Most of us were not born to these values and skills. Some make a conscious choice to live and lead in new ways. They are the courageous ones. They risk loneliness and being marginalized. They face their critics--inner and external--and stay the course and stay in the questions of our times. Those who do not make this choice lie to themselves about the realities of life today.

This psychic reorientation to an ecological worldview requires courage, service, sacrifice, and intellectual vigor. If we wish to join this movement, we must see reality as it is, we must examine our beliefs, our values, our sense of purpose, and our impact on all forms of life. We let go of what is safe and comfortable. We proceed into the unknown and trust in our ability to learn and adapt. Not knowing is a constant companion as we find our way out of the abyss and into the light of a new truth and vast potential. Slowly we learn to live anew according to our values and our new interpretation of what is real.

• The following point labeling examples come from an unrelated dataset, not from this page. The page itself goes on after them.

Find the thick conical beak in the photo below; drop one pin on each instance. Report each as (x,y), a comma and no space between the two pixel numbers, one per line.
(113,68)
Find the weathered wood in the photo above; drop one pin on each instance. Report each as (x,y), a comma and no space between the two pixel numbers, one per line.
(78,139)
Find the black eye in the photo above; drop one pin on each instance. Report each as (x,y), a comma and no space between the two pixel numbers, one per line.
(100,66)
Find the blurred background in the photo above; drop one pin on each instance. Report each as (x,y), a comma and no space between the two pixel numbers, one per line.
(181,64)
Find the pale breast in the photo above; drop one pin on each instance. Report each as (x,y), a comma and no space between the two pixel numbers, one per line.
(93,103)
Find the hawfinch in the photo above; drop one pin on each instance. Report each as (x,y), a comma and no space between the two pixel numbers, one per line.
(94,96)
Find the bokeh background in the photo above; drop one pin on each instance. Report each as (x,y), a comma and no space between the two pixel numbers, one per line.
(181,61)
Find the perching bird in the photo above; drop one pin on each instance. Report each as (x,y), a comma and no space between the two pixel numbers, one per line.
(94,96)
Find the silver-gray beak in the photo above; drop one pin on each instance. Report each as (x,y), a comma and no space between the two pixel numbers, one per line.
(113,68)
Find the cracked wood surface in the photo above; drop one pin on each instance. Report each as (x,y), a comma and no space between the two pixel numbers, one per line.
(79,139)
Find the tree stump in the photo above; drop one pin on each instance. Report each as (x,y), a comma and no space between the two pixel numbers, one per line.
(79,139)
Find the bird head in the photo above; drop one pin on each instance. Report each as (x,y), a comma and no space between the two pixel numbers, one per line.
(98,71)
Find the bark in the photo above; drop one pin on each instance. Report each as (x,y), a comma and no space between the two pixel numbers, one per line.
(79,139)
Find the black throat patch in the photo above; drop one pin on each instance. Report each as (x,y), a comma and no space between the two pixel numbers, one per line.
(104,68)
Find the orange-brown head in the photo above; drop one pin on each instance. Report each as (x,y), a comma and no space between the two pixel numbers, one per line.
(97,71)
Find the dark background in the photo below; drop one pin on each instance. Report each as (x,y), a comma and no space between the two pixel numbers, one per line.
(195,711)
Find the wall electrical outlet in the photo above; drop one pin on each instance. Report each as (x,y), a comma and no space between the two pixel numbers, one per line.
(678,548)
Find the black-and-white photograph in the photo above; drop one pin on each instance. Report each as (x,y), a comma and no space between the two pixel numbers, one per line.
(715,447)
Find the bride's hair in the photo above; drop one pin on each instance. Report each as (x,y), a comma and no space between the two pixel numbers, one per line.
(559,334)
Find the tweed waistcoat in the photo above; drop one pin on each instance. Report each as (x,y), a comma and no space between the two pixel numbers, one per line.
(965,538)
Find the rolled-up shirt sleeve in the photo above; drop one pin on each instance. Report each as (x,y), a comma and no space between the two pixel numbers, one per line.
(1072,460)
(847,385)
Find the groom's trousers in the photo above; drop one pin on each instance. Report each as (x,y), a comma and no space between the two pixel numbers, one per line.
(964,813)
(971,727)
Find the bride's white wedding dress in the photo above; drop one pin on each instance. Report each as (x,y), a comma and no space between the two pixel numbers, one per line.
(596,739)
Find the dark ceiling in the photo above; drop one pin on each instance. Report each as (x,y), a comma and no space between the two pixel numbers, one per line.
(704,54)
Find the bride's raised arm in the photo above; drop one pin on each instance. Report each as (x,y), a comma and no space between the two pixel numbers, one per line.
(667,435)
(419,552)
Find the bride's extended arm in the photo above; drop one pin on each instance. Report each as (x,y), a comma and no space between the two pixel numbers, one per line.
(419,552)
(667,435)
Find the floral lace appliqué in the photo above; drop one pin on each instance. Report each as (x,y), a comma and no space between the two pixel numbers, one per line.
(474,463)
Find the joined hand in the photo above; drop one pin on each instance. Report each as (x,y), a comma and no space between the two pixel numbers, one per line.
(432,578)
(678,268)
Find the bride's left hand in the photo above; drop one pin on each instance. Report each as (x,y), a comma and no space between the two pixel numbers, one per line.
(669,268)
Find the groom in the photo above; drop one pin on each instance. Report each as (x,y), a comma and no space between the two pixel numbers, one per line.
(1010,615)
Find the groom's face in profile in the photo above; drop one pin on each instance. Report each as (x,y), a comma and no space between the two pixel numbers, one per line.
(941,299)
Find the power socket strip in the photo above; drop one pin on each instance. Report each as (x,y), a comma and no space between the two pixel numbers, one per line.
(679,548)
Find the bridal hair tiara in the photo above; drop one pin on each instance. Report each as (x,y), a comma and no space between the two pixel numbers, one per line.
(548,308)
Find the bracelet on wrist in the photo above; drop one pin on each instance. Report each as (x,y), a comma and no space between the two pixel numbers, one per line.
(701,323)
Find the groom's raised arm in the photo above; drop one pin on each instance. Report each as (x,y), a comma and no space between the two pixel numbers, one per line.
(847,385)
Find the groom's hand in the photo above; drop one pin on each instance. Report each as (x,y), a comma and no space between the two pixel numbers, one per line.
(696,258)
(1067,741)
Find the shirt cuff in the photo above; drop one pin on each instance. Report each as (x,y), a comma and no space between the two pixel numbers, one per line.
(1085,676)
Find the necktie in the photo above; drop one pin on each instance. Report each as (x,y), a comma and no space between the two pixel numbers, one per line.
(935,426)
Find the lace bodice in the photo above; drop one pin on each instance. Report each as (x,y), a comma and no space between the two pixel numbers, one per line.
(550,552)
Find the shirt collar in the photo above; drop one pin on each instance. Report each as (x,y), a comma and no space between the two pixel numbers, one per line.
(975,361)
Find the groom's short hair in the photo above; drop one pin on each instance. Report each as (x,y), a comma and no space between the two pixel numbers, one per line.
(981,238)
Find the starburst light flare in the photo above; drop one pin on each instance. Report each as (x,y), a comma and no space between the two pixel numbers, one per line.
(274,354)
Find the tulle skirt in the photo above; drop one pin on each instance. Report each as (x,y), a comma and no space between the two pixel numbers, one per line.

New principles to live by emerge for us. My principles serve as lenses to experience life through:

  1. I can only control my own choices,
  2. I believe in something greater than myself,
  3. I live my deepest authenticity,
  4. I am honest with myself about myself,
  5. I share myself with another person,
  6. I take action,
  7. I choose a life of service,
  8. I am aware of my impact on others,
  9. I revere all living things,
  10. I reflect on my actions,
  11. I communicate with that which is greater than I,
  12. I share my learning with others.

The reward of this hard work is a shift of thinking, understanding, feeling, being, and behaving that is internalized and endures. Then, for leaders, instead of relying on mindless, mechanical formulas for meaningless change, aware leaders will be in a position to utilize their wisdom, maturity, and judgment to do the appropriate thing, in the right way, at the right time, to fit the unique reality of their organization. This journey within is the personal intellectual, psychological, and spiritual shift of consciousness people must make if they want to lead sustainable organizations in a sustainable world.

The leaders who emerge from this movement are men and women of character and courage. They are servants who can set the direction, live their values, hold others accountable, guide others through change, teach and create meaning.

Only authentic leaders who have a solid inner identity of vision, values, and purpose with integrity interwoven consistently throughout are qualified to lead in today's world. Less substantial leaders will falter and collapse under the pressure of constant change. These new leaders will unite under a shared purpose: to save the world by creating sustainable organizations, a sustainable global economy, and a sustainable planet for future generations to enjoy.

However, there may not be time to let the organic processes of a movement and of personal transformation follow their natural course. The ecological crisis requires an acceleration of natural processes--a conscious and sustainable acceleration of human social evolution without harming life in the process. We must see reality as it is, develop a powerful vision for the future, learn to manage massive change, and develop trust in others so self-organization and other natural dynamics of life can burst free from repression and emerge in full creativity.

We cannot look to most traditional sources for leadership. They represent the status quo. Tenneson, Bethe, and Richard represent the values that will transform our world. Those who share their values need to take action to connect with others, to develop a sense of community, to make our personal issues public issues, and to weave our lives, learning, and work into the economic system so the movement can be sustained. We need to become aware of and use our power to bring about life-sustaining change.